Philibert savait comme les prévisions du gouverneur étaient justes d’ordinaire.

— Elles annoncent la paix, et je crois qu’elles sont exactes, Philibert. Vous comprenez que le roi ne peut aisément maintenir, en même temps, ses armées et ses maîtresses. La guerre ou les femmes, pas de milieu ! Or, comme ce sont les femmes qui règnent à la cour et au camp, il est facile de prévoir ce qui arrivera.

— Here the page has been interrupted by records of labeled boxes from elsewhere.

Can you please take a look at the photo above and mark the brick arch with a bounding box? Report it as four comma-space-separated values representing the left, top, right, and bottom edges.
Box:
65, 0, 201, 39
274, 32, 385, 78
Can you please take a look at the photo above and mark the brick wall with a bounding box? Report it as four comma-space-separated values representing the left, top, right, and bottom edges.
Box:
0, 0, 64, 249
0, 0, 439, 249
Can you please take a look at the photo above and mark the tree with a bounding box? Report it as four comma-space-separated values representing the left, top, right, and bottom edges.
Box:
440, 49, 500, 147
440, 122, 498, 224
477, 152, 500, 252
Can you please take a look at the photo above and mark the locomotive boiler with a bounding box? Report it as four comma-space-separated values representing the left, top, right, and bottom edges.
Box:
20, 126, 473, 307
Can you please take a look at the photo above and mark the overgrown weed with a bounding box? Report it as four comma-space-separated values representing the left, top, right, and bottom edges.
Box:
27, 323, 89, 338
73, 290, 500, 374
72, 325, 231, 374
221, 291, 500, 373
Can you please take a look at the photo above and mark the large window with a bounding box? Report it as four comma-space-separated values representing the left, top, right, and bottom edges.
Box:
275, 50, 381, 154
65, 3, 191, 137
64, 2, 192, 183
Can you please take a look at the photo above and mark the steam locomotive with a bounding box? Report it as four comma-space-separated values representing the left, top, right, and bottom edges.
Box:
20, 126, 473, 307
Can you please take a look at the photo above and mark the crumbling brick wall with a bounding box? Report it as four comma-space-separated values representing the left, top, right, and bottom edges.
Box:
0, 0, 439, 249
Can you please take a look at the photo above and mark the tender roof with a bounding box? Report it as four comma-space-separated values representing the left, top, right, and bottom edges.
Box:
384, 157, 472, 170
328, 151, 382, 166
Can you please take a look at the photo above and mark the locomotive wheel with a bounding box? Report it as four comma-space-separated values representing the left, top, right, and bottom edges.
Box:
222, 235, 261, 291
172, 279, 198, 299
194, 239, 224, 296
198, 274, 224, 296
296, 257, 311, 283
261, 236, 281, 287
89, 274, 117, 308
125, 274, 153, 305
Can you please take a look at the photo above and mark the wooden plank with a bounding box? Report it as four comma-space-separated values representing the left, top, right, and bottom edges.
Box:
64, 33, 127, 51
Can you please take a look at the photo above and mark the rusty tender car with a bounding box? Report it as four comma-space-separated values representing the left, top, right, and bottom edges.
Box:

— Penser qu’une femme, ramassée dans les égouts de Paris, gouverne la France et répond à vos dépêches ! c’est assez pour rendre fou un honnête homme, reprit Philibert avec colère… Et que dit la Pompadour, ajouta-t-il.

— Elle se montre très fâchée de l’opposition que j’ai faite aux mesures fiscales et à la politique commerciale, — comme elle appelle cela, — de son ami l’Intendant. Elle approuve le monopole de la grande compagnie et prétend que je n’ai pas le droit, comme gouverneur, de contrôler l’Intendant, dans l’administration des finances de la colonie.

Philibert sentit profondément l’insulte faite à l’honneur et à la dignité de son chef. Il lui serra la main avec chaleur.

— Vous êtes un véritable ami, Philibert, lui dit le gouverneur fort touché, dix hommes comme vous pourraient encore sauver la colonie !…

Mais l’heure du conseil est passée et Bigot ne vient pas. Il a sans doute oublié mes ordres.